Methods: Nineteen ambulatory early diagnosed patients with no symptoms or history of fall or motor problems by Berg Balance Scale, Tinetti, dynamic gait index, get-up-and-go, sit to stand, and 25 foot walk tests, and 15 adults matched for age and gender (HC) performed the sensory organization test (SOT) and motor control test (MCT) using CDP. The SOT involved 6 sensory conditions © with 3 fixed support conditions (FS) and 3 sway-referenced conditions (SR); (C1) vision normal, support normal (C2) vision absent, support normal (C3) vision SR, support normal, (C4), vision normal, support SR, (C5) vision absent, support SR, (C6) vision and support SR. Equilibrium scores (ES) for each C ranging from zero (worst = fall) to 100 (best = no sway) were generated to identify sensory dysfunctions and/or abnormal sensory organization patterns (SOP). In total, 18 ES were obtained, 3 for each condition. The arithmetic mean of the 3 scores was used. MCT was evaluated by the latency of time (in milliseconds (ms) to recover from small and large forward and backward translations (2.8 and 8.0 deg/sec).
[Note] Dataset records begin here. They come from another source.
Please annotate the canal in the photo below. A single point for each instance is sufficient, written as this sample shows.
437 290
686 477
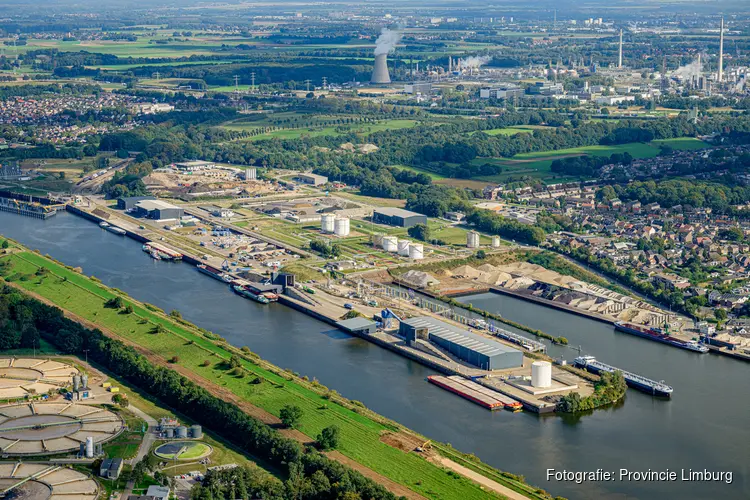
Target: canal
705 426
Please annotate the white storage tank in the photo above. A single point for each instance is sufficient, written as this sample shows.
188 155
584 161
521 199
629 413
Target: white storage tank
416 251
341 226
390 243
327 223
472 239
541 374
403 247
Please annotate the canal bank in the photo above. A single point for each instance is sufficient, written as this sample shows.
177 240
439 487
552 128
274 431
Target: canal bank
700 428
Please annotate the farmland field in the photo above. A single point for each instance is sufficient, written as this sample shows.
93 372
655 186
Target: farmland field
537 165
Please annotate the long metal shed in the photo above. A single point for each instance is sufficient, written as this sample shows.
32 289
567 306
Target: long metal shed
479 351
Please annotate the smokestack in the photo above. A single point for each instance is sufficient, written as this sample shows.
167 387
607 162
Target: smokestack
721 51
380 71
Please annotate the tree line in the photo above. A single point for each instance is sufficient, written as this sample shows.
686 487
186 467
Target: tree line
196 403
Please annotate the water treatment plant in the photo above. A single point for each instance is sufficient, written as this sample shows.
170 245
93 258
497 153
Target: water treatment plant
52 428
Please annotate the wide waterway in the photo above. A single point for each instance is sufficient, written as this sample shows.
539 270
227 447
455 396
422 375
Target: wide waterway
706 425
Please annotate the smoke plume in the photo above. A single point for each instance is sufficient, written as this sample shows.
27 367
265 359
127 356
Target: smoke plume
387 41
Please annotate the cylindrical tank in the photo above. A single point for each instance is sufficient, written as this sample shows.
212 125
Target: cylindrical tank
326 223
196 431
416 251
89 447
341 226
541 374
403 247
472 239
390 243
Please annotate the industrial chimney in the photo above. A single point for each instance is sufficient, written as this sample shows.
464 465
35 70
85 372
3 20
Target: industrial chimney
380 71
721 51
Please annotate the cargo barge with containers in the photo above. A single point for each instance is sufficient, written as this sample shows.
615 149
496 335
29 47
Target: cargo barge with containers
643 384
214 273
476 393
658 335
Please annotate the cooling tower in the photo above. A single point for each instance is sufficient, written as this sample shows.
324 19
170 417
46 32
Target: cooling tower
380 71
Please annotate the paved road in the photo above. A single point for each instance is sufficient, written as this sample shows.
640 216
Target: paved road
143 450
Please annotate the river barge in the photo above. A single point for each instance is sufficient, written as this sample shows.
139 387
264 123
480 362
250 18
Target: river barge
214 273
164 252
659 335
643 384
248 294
476 393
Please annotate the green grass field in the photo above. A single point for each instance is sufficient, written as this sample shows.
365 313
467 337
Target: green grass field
537 165
360 434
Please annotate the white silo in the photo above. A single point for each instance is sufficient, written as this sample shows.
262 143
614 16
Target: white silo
327 223
390 243
472 239
416 251
541 374
403 247
341 226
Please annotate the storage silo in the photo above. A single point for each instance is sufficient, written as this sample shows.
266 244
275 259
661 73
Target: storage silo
341 226
416 251
327 222
390 243
541 374
472 239
403 247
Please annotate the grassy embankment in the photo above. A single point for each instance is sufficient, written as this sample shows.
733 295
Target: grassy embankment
361 429
537 165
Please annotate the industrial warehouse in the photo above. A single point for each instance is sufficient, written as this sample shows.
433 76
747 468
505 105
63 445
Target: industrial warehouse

Results: Compared to HC, ALS patients exhibit: 1) Lower composite ES in C5 (51 ± 22 vs. 65 ± 11 (P ≤ 0.05); 2) Higher incident of falls during C4-C6. 7/19 (37%) vs. no falls in HC. 2 patients fell on C4, 5 patients on C5, and 6 patients on C6 (P ≤ 0.03); 3) lower vestibular SOP score among (0.51 ± 0.2 vs. 0.7 ± 0.11, P ≤ 0.03); 4) Longer latency (165.4 ± 9.9 vs.149.7 ± 9.5); 5) Fallers during CDP reported their first fall during follow-up ALS Clinic visits with a median time to first fall = 120 days sooner than non-fallers (Kaplan-Meier plot, HR = 1.9973, (95%CI = 0.6576 to 6.0664); P ≤ 0.176)).
Discussion and conclusions: Altered SOP characterized by difficulty to utilize information from the vestibular system leading to disequilibrium and fall is seen early in ALS. The vestibular influence on postural sway depends on peripheral vestibular organs, branches of the vestibular nerve to the vestibular brainstem nuclei and their connection to the cerebellum. Latency problems may indicate extra vestibular, central nervous system lesions. Efficacy of balance, ocular-vestibular and neuromuscular reeducation early in ALS needs to be explored.
Supported by: Carolinas Healthcare Foundation, Carolinas ALS Research Fund, Pinstripes Foundation, Muscular Dystrophy Association.